Atos proféticos - outra tentativa de reviver “os dias gloriosos” dos profetas do Velho Testamento, quando a Igreja ainda era um mistério. Era uma época em que os profetas eram instruídos por Deus a fazer certas coisas para ilustrar uma realidade espiritual. Como jogar sal (II Reis 2:21, Ezequiel 43:24), enterrar um vaso de barro (Jeremias 32:14), derramar líquidos (Josué 6:20, I Samuel 7:6; 10:1; I Reis 18:33 etc.). Isso não nos autoriza a tentar provocar acontecimentos com esses “atos”! Tudo aquilo servia para mostrar o que Deus iria fazer - e agora já fez. Um judeu que visse a “sombra” das coisas futuras naqueles objetos e gestos era consolado. Mas nós já temos a realidade que a sombra representava: não precisamos mais da sombra, e sim da Realidade que já chegou. Os antigos profetas anunciavam Jesus para que o mundo o reconhecesse quando Ele viesse, mas os “atos proféticos” das igrejas atuais não traduzem a imagem de Cristo. Quando achamos que devemos obedecer às vozes que ouvimos e às visões que temos, nos mandando fazer coisas que Jesus não mandou, diminuímos o Filho de Deus. Quando as “revelações” e o “novo de Deus” se sobrepõem às palavras do próprio Cristo, estamos fazendo Dele só mais um profeta a quem podemos escolher seguir ou não, como os ebionitas. De novo: os profetas bíblicos falavam o que Deus mandava dizer; os “profetas” de hoje dizem para Deus fazer o que eles querem. Não obedecem a Jesus. E por isso adotam práticas judaicas: ungir objetos, lugares e pessoas é apenas mais um desses erros grotescos, sobre os quais já falamos aqui.
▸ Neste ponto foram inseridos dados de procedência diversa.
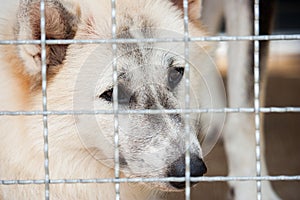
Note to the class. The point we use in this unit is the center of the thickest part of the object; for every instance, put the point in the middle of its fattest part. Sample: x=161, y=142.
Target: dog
x=150, y=76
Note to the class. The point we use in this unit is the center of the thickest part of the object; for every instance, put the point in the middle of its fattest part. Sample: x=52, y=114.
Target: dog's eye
x=107, y=95
x=175, y=75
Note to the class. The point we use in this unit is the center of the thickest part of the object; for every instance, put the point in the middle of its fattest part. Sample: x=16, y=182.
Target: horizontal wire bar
x=137, y=180
x=162, y=111
x=151, y=40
Essa coisa da unção, por sua vez, dá margem à ressurreição de um sistema já revogado, que é a hierarquia sacerdotal: levitas, sacerdotes, sumo-sacerdote. Para os judeus era comum ter uma pessoa que entrava no Santo dos Santos uma vez por ano e falava diretamente com Deus. Mas quando os discípulos, ainda tendo isto em mente, perguntaram a Jesus quem deveria ocupar os cargos próximos a Ele no Reino vindouro, Ele cortou pela raiz: “Não será assim entre vós” (Mateus 20:26). A carta aos Hebreus – ou seja, aos judeus – mostra exaustivamente que esse esquema acabou; mas os ebionitas dizem que não, que o velho sistema ainda está vigente com sua hierarquia, e ainda acrescentam outros cargos: agora não temos só bispos, temos também bispa, apóstola, bispo-primaz, e até patriarca. Veja aqui, aqui, aqui, aqui, aqui, aqui, aqui, aqui, aqui, aqui, aqui, aqui, e mais um monte. Digite no Google e confira.
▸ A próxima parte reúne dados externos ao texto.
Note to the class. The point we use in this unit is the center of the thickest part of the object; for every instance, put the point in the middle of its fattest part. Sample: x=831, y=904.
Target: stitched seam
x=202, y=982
Outro costume já extinto há pelo menos dois mil anos, mas que insistem em reviver – pelo lucro que dá a uns poucos espertos – é a prática do dízimo e seus correlatos, as ofertas alçadas e de primícias. Mas como isso está ficando muito comprido, prefiro abrir um novo tópico mais à frente para tratar especificamente desse assunto.
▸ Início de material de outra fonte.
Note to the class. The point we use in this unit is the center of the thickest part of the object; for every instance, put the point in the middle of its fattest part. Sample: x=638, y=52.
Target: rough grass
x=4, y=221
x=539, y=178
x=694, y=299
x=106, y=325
Por ora, ilustro dizendo que tenho amigos que defendem o dízimo com base em Mateus 5:17... ebionitas!
Para mim isto é judaísmo infiltrado na Igreja, revivendo coisas que já foram abolidas. O que cabe à Igreja dos gentios está escrito duas vezes na Bíblia: em Atos dos Apóstolos cap. 15:20, 29 e cap. 21:25.

Acatelai-vos do fermento dos fariseus!